Data corruption caused by noise is a common problem when transferring files from one computer to another over telephone lines. A major source of noise for data transmission is impulse noise. These pulses or spikes on the line typically have a duration of 10 msec. To the human ear, such pulses sound like little clicks. To a 1200 baud modem, they are the death knell for 12 bits of information.

To combat the problem of data corruption during file transmission, file transfer programs which use error checking protocols have been devised. Typically, a program on the sending end examines a block of data being sent and adds various error checking characters to the data according to the error checking protocol. A similar program on the receiving end examines the received data, determines what the error checking characters should be, and compares the expected values with the received values. If the two agree, the block of data is accepted as valid. If the two don't agree, the block of data is deemed corrupted and retransmission of the data is requested.

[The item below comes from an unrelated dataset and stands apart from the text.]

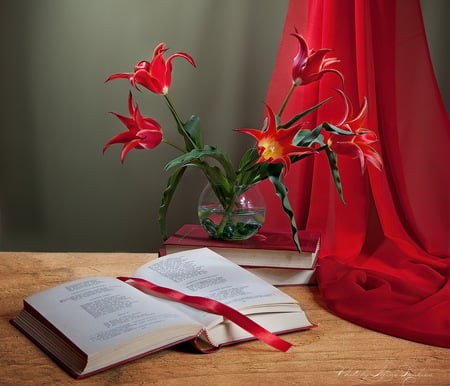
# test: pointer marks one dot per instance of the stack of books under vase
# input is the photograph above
(269, 255)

The XMODEM file transfer program currently available on the GRC-VAX cluster supports two types of standard XMODEM error checking protocols. These are checksum (also known as longitudinal parity), and cyclic redundancy code (also known as polynomial code). The type of error checking used is determined by the receiving program when it first tells the sending program that it is ready to receive a file. If the receiving program transmits a NAK character (ASCII 21), it is requesting checksum error checking. If the receiving program transmits a "C" (ASCII 67), it is requesting cyclic redundancy code error checking.

In order to understand the two different error checking protocols, it is first necessary to understand how XMODEM transfers files. XMODEM transfers files in blocks consisting of 128 data characters each. Added to each block are block identification characters and error checking characters. The total number of characters in a block total 132 if checksum error checking is used, and 133 if CRC error checking is used.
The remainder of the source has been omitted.